Thursday, December 17, 2009

On Alberta and the Copenhagen Climate Summit

The UN Copenhagen climate summit appears to have inflamed deeply held emotions about the Canadian federation. Being born and raised in Alberta, I am well-schooled in the rhetoric of western Canadian isolationism and arguments for separation. Oddly, a few years back, I awoke one morning wondering how the Trudeau era National Energy Policy had caused simultaneous economic collapse in Denver, Colorado and Houston, Texas as well as in Calgary. That seems to have broken the illusion for me. On the other hand, our long-held regional biases are proving to be alive and thriving if comments on the CBC website are any indication.

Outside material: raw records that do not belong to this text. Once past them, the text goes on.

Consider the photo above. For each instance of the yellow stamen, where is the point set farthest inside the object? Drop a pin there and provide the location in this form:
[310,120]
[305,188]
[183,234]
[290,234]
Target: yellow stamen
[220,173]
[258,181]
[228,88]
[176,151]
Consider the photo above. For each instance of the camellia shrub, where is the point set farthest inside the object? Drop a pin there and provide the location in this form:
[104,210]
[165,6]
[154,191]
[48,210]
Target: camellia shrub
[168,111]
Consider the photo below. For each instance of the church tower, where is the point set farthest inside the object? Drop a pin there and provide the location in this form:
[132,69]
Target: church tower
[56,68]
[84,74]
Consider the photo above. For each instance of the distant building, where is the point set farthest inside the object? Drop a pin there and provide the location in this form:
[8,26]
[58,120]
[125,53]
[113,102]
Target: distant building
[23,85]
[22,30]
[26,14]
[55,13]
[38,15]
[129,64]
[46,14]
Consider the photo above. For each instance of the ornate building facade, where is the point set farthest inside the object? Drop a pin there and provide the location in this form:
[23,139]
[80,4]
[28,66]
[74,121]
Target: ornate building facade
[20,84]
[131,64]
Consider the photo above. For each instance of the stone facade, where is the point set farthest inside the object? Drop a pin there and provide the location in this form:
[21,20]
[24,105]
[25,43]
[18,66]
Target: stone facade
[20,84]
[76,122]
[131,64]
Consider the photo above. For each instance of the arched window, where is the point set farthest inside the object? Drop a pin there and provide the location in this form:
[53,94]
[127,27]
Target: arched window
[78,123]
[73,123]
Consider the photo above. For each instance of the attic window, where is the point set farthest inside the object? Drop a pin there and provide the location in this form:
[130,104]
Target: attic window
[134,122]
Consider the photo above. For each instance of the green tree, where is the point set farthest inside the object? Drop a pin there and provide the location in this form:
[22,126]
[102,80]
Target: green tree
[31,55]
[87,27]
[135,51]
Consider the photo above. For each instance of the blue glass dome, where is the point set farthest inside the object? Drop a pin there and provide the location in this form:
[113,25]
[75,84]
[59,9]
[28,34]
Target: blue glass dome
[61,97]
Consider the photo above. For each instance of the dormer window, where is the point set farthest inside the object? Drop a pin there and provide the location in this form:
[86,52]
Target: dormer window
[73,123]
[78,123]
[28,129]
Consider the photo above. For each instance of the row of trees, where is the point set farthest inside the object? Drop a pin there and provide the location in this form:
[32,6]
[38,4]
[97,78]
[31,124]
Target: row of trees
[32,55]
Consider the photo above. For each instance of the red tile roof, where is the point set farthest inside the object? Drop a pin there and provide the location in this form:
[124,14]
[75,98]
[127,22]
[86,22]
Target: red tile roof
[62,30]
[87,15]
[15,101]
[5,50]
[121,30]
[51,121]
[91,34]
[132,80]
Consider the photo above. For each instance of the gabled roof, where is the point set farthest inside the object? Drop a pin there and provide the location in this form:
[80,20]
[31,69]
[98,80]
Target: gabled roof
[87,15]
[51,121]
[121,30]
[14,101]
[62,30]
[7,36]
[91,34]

It seems that the potential for a climate change treaty terrifies some Albertans - including Ed Stelmach, Stephen Harper and Jim Prentice. They paint it as some sort of power-grab where Ontario is going to steal everything from Alberta - again. Much of this is based on popular misconceptions, and I would like to clear up one of these. It is often asserted that Alberta provides oil for all of Canada - like Ralph Klein's famous quote "Let the Eastern bastards freeze in the dark". While it’s true that Canada is the world's 15th largest oil exporter - and most of this oil comes from Alberta - most of Canada actually relies on imported crude.

According to Stats Canada, for 2006 : Total crude oil supply was 103,974.1 thousand cubic meters with 49,284.9 or over 47% of that being imported. Large imports of crude were purchased from Algeria, Iraq, Saudi Arabia, Nigeria and Venezuela, the UK and Norway. Alberta's oil pipelines run dominantly North to South and the overwhelming majority of Alberta's oil goes directly to the United States. For many conservative Albertans, their loyalty seems to do the same thing.

It seems some Albertans believe they deserve credit and respect for the oil that lies deep underground within provincial borders. It's worth considering that the oil was generated millions of years ago. Alberta’s power and wealth are largely an accident of nature combined with arbitrary political boundaries drawn on a century-old map. When I compare what successive Tory governments have done with Alberta’s oil resources to what Norway has done with theirs, it makes me want to cry. Being third generation Albertan, it sometimes seems like the conservatives have been around forever, but compared to that - it's hardly a drop in the barrel.

On the other hand, if the global warming predictions are correct and Albertans like Harper and Prentice can block an effective GHG reduction treaty, then the Alberta Tory legacy will truly last forever.